Why the Global Recession Could be Deeper and Longer Than Pundits Anticipate

Published 04/01/2025, 01:29 AM

The global recession will be deeper and longer than those relying on models based on the past two decades of hyper-globalization and hyper-financialization anticipate.

While everyone focuses on conflicts between nations, few look at the problems shared by nations. Richard Bonugli and I discuss both sets of problems in our latest podcast.

The conflict sphere is dominated by the trade wars that are bubbling up here in the first inning of the global rebalancing of national interests and global trade/financial frameworks. Supporting these frameworks benefits participating nations until they don’t, at which point they’re jettisoned.

The conviction that these frameworks, linch-pinned by the U.S. since the end of World War II in 1945, no longer serve America’s core national security interests, is reaching a rough consensus, and as a result some describe the U.S. as a "rogue superpower." In other words, now that the U.S. is no longer the dumping ground for global surpluses of production, it’s seen as "going rogue."
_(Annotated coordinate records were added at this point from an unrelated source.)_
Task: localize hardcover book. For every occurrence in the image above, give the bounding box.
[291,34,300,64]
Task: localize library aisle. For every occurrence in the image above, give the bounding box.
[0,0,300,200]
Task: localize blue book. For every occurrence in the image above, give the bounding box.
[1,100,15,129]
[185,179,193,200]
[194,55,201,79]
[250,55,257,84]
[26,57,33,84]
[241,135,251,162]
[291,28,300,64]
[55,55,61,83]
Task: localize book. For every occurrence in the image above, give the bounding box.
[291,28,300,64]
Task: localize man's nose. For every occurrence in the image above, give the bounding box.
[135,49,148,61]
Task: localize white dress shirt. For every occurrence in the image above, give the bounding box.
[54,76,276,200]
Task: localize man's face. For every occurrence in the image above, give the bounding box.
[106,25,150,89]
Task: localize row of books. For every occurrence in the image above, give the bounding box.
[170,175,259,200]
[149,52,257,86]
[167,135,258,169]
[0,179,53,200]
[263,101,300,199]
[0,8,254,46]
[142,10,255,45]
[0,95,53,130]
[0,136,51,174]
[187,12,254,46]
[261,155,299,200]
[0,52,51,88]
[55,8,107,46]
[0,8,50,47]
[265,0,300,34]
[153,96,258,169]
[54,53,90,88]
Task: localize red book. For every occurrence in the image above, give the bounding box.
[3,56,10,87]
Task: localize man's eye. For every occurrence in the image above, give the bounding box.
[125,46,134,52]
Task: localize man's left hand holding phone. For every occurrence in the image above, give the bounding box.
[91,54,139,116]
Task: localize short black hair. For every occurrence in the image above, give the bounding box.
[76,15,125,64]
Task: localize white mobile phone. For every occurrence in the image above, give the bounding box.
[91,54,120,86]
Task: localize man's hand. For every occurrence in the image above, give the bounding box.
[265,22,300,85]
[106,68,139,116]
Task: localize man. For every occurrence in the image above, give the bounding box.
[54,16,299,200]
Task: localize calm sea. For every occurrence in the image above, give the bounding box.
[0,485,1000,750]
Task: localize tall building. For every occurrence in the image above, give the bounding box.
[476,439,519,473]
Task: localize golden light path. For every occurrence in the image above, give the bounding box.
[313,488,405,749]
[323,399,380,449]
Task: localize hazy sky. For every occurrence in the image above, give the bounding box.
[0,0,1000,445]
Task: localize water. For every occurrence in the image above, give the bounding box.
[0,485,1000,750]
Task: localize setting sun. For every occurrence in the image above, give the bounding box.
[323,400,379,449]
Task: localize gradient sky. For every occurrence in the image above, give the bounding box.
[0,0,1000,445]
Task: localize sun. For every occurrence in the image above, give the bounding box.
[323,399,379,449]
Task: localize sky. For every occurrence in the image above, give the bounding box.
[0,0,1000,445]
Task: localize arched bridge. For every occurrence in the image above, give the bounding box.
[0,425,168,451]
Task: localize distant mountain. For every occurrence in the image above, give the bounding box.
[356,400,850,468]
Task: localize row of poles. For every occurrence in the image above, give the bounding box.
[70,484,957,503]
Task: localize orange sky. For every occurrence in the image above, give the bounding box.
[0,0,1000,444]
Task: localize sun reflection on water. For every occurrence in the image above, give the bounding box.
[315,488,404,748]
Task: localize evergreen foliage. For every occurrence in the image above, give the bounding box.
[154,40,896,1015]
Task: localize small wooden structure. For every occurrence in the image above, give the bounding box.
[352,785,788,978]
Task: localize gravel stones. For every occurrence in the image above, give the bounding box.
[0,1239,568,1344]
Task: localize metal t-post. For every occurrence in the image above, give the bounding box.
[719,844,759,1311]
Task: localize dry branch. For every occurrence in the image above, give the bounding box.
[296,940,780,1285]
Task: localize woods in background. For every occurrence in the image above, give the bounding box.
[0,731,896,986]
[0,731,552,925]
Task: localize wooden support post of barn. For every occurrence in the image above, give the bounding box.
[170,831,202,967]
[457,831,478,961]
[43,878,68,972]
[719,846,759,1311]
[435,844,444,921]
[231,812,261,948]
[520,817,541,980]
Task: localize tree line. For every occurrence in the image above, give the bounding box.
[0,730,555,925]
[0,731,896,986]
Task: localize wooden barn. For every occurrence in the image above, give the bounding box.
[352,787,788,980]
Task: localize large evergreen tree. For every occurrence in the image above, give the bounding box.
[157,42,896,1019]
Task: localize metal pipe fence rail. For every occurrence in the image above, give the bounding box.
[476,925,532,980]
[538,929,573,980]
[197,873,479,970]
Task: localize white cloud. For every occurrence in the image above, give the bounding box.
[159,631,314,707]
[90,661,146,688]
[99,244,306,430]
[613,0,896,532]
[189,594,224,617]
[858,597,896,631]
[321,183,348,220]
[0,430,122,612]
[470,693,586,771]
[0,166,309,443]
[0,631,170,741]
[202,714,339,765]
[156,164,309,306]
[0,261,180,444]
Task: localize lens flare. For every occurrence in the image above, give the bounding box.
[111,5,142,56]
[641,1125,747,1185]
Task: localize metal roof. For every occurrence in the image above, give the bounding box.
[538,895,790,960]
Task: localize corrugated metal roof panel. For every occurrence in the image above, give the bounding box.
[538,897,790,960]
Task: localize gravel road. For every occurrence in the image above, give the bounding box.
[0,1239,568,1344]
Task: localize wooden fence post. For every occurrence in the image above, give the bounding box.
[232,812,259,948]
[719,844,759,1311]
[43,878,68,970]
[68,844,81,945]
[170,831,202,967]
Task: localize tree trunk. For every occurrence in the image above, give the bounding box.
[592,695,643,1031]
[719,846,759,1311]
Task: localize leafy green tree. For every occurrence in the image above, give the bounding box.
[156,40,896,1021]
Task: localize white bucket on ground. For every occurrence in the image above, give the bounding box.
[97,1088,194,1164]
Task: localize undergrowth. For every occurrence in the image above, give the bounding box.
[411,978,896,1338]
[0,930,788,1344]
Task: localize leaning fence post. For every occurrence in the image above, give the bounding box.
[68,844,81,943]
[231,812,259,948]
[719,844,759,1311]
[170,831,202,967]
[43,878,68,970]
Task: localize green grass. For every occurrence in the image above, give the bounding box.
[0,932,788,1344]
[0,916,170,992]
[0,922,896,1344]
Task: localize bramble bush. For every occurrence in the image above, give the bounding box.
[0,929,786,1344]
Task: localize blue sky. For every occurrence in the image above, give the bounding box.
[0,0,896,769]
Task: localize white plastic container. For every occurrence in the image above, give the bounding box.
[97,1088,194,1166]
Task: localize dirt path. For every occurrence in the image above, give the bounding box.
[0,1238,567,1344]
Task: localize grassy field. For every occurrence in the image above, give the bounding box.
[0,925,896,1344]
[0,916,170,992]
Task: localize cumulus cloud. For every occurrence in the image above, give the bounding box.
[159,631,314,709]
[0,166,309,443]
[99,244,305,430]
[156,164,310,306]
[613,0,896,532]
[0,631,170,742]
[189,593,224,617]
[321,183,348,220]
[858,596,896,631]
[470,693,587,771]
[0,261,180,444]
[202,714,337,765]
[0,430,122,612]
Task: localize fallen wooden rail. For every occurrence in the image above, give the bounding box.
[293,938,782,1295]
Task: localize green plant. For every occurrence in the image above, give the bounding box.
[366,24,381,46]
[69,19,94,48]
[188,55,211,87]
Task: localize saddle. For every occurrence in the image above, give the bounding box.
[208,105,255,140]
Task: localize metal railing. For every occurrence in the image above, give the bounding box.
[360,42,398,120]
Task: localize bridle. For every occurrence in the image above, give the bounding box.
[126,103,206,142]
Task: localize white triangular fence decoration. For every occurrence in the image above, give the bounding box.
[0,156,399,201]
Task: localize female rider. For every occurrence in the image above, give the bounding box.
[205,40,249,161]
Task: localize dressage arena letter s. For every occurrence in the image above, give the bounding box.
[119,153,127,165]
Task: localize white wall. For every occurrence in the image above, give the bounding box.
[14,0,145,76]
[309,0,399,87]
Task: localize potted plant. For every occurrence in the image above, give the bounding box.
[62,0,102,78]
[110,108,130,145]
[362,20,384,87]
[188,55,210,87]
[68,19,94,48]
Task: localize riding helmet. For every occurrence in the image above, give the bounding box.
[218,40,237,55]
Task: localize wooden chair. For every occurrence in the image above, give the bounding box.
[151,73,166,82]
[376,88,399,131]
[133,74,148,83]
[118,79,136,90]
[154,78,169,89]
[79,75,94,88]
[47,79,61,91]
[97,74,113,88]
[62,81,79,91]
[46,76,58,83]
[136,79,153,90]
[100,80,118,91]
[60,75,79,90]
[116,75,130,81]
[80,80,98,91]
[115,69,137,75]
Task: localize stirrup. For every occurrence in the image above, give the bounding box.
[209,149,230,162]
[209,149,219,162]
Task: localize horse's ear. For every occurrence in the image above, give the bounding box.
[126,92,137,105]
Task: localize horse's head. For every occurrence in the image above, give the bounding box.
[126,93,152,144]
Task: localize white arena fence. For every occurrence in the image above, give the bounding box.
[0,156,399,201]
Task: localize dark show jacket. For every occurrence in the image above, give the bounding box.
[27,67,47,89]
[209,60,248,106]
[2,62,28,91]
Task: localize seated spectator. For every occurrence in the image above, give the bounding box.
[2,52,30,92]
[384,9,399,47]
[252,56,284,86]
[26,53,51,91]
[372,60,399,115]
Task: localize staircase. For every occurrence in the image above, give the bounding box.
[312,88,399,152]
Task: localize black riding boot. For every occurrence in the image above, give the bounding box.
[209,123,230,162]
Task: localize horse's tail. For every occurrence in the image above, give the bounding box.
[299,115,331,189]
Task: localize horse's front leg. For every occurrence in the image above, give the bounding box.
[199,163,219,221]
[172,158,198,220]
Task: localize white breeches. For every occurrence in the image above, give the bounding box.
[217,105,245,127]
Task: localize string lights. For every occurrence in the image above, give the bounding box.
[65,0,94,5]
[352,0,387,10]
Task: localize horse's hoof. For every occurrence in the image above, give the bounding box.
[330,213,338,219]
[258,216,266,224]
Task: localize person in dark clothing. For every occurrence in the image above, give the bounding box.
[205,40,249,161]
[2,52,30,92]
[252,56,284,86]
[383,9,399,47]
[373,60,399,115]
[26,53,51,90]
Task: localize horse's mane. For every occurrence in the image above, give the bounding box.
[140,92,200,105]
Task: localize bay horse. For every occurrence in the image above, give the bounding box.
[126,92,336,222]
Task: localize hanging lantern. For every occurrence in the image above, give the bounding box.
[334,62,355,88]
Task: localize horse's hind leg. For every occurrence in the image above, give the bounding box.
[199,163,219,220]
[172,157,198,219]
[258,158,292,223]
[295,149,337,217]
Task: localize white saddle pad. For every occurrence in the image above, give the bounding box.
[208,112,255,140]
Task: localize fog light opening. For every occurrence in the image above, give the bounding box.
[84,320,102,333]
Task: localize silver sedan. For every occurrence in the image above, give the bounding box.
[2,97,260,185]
There’s a certain naivete in the notion that any nation acts selflessly for the good of all. All nation-states act in their own interests, just as global corporations act to optimize shareholder value and profits while proclaiming the wonderfulness of their products and services. Nations support cooperative arrangements when it benefits them, and exit those arrangements when they morph from benefit to burden.

This rebalancing of cooperation and self-interest is taking place in the larger context of non-trade problems shared by all developed nations. Developing nations share many of these same problems as well: soaring debt loads, resource scarcities, corruption, mal-investment, high inflation, stagnating economies, aging populations, shrinking workforces, rising social costs and massive public health issues, many of which have been expanding rapidly behind the focus on trade and conflicting interests.

The ubiquity of these issues is striking. In some ways, developed nations share more problems than they seem to realize. Consider the global rise of lifestyle diseases generated by dramatic shifts in diets and fitness. These manifest as metabolic disorders (prediabetes, diabetes) and a broad range of other chronic diseases such as heart disease and cancers.

Metabolic disorders generated by changing lifestyles are now weighing heavily on nations around the world, from the U.S. and Mexico to China, India, the Mideast and beyond.
Adults with Diabets Worldwide

The problems generated by aging populations and declining birth rates are also shared by many nations. The same is true of rising debt levels, both public and private, which threaten to destabilize economies via either ruinously high inflation or fiscal frugality, i.e., austerity. Here is total credit in the U.S., a sobering chart that mirrors the debt loads of many other nations--debt that is outstripping GDP and income as interest rates rise in the new era of global inflationary forces.
Debt Levels

The world’s nations have awakened to the risks of becoming dependent on other nations for essential commodities, manufactured goods, and markets. Tariffs may well be merely the at-bat players in the first innings. If history is any guide, outright bans on imports from selected nations will eventually be viewed as the only available option to rebalance national security priorities.

The degrees of national dependence will become increasingly consequential as mercantilist nations that have relied on exports for growth will find markets for their exports shutting down, crippling domestic growth. Nations that attempt to become self-sufficient will find that the demands for capital investment will pressure consumer spending, even as the decline of cheap imports institutionalizes inflation and price increases that outstrip wage increases.

Stagflation will hinder both investment and consumer spending. Austerity will crimp fiscal borrowing and spending, and capital sloshing around the world seeking low-risk returns will face unprecedented challenges as capital controls proliferate and nations change the rules overnight.

I often focus on scale because this is a limiting factor. While there may well be growth opportunities for investing in developing nations, the scale of capital sloshing around global markets will find the investment pipelines the equivalent of a straw: there is no way to deploy $100 billion in small markets and economies, never mind $1 trillion or $10 trillion.

As Immanuel Wallerstein observed, Capitalism may no longer be attractive to capitalists as all these dynamics play out in a vast, inter-connected, unpredictable rebalancing of global interests and increasingly destabilizing attempts to solve complex, intractable problems with cobbled-together expediencies or doing more of what’s already failed.

There won’t be any "saves" in this rebalancing, and so the global recession will be deeper and longer than those relying on models based on the past two decades of hyper-globalization and hyper-financialization anticipate.